Isso não pode estar acontecendo comigo!
Depois de dois anos de relacionamento, de dedicação e entrega me surpreendo.
Como pude ser tão tola e infantil em acreditar, sem ao menos desconfiar de algo, sem perceber que por de trás de uma vida corrida por conta do trabalho havia algo de estranho nele? E agora?
Nessa maldita cama, que tantas vezes confortou a indecência, o pecado. Me deito novamente, mas sozinha, sem ele. Maldita sou eu.
E como posso ainda sentir sua falta? Desgraçado!
Foram várias madrugadas acordada na companhia dele, champanhe, morangos e amor. Gozo, prazer, desejo... de novo e de novo... não pode ser verdade, ele disse que me amava. Viajamos juntos alguns fins de semana e ninguém nunca se deu falta e eu nem imaginava que em outro lugar, alguém muito próxima de mim, esperava-o.
Cachorro!
Mais uma madrugada, agora sem você, apenas esta maldita cama, os travesseiros e a tv. Eu sozinha, ressentida, sem amor, nem gozo, nem prazer, mas desejo.... de novo e de novo.
Isso não pode estar acontecendo comigo!
Aos prantos, enrolo-me no lençol que ainda tem o seu cheiro e fico lembrando cada momento que passamos ali. O toque, o jeito, minha face afagada em seu peito. Ele me fez mulher de novo, me fez viva e confiante, depois de um péssimo casamento de 20 anos e 3 anos de divórcio e solidão.
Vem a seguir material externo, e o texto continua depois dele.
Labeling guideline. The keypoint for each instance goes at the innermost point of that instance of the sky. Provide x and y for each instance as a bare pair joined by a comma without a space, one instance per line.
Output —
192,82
Madrugada infinda, a hora não passa e o sono não vem, memórias, fantasmas e ele ali no meu pensamento me atormentando, fazendo-me rolar nessa maldita cama de um lado para o outro.
Isso não pode estar acontecendo comigo!
Chega, basta... a dor que sinto rasga meu peito, a ira e o ímpeto são meus por direito. Desgraçado, Cachorro, há de me pagar e ainda nesta madrugada fria, longa, maldita, você me verá.
Peguei o celular ao lado da maldita cama e disquei seu número, só chamava... caixa postal.
Não tem jeito, preciso dele aqui para assistir ao ato final, enfim a tragédia, ao romper da aurora, no fim da madrugada sem fim. Ligo para minha filha 20 anos mais jovem que eu, às 4 da manhã e peço:
– Querida venha socorrer-me, é o fim.
Quero ver sua cara agora, meu genro, meu amado. Ontem, no almoço, sentou-se à mesa comigo, minha filha, declarou-se apaixonado e marcou o noivado. Eu te olhava e você sem culpa, não demonstrava qualquer tipo de arrependimento, que frieza.
Canalha, te amo! Mas o ódio é maior com toda certeza!
Escuto a campainha tocar, são eles à minha porta, levanto da cama, sento-me à penteadeira, abro a gaveta e pego a arma. As portas estavam destrancadas e ouço minha filha me chamar.
– Mamãe?
Um disparo, um tiro, ao pé do ouvido e tudo acabado.
Ele inerte ao meu lado, quieto, calado. Olhou-me nos olhos enquanto eu deixava este mundo e disse:
– Seus segredos estarão comigo guardados, Adeus!
Minha filha se lança naquela maldita cama chorando. Contraiu os músculos, agarrou-se ao travesseiro, enfiou nele a cabeça, mordeu os lábios sufocando o grito mais profundo dizendo:
– Isso não pode estar acontecendo comigo!